Begitu juga Yusuf yang tak pernah menjalankan perintah agama.
“Bahwa agama itu
pekerjaan orang yang telah pensiun. Saya pun menanti saya pensiun dahulu, baru
akan sembahyang,” kata Yusuf. (Halaman 29)
“Ya, itulah hakekat yang sebenarnya
pada kebanyakan kaum priyayi atau kaum terpelajar. Agama itu dikerjakan,
apabila tak ada suatu apa lagi yang diharapkan dari hidup ini. Jika sudah
berputus asa akan hidup, barulah mencari agama. Pada agama diredakannya
perasaan takutnya akan mati, yang datang mendekat tiada terelakkan lagi.”
(Halaman 29)
Di buku ini dikritisi pula sikap para pribumi yang
mencontoh gaya hidup Barat atau Eropa dimana warga pribumi lebih suka
mengadopsi hal remeh temeh seperti pakaian, mobil, dan sebagainya daripada
mencontoh kegigihan orang Barat dalam bekerja menggapai cita-cita mereka.
Maria menderita sakit malaria dan TBC. Ia dirawat di
Pacet, rumah sakit perempuan khusus pengidap TBC yang berada di atas bukit.

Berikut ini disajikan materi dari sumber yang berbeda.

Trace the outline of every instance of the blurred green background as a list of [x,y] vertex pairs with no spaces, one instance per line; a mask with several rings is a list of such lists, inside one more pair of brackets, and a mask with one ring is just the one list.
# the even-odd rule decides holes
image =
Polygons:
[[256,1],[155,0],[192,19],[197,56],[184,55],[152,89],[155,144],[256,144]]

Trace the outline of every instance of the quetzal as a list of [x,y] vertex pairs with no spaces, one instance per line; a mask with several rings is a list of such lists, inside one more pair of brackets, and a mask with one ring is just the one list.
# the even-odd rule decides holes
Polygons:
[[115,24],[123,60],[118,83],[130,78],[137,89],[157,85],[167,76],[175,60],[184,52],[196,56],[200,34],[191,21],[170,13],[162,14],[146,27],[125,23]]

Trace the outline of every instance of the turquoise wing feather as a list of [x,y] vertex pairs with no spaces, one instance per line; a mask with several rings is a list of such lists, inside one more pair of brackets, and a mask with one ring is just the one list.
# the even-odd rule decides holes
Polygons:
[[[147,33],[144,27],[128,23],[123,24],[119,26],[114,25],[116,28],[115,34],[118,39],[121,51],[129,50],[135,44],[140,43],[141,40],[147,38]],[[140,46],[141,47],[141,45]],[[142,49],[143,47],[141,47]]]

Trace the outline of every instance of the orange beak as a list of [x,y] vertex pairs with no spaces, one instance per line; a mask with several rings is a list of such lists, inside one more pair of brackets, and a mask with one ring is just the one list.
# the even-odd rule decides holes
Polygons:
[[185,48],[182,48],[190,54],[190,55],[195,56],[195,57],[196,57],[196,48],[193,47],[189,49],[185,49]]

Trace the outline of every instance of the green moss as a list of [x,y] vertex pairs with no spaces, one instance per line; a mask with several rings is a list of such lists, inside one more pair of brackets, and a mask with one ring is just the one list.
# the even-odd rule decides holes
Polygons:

Akhirnya setelah berbulan-bulan dirawat, Maria meninggal pada usia 22 tahun dan
Yusuf akhirnya menikah dengan Tuti. Akhir kisah dalam buku ini adalah ketika
Tuti bersama Yusuf berziarah ke kubur Maria di Pacet, lima hari sebelum
pernikahan mereka. Tuti dan Yusuf pada saat menengoki Maria sempat tinggal di
rumah Saleh dan Ratna di Sindanglaya, karibnya yang menjadi petani bunga yang
juga sama-sama aktif di Puteri Sedar. Dari kebersamaan saat bolak balik
Sindanglaya-Pacet, tumbuh kedekatan di hati Tuti dan Yusuf. Dan sebagai wasiat
terakhir, Maria meminta Yusuf menikahi kakaknya.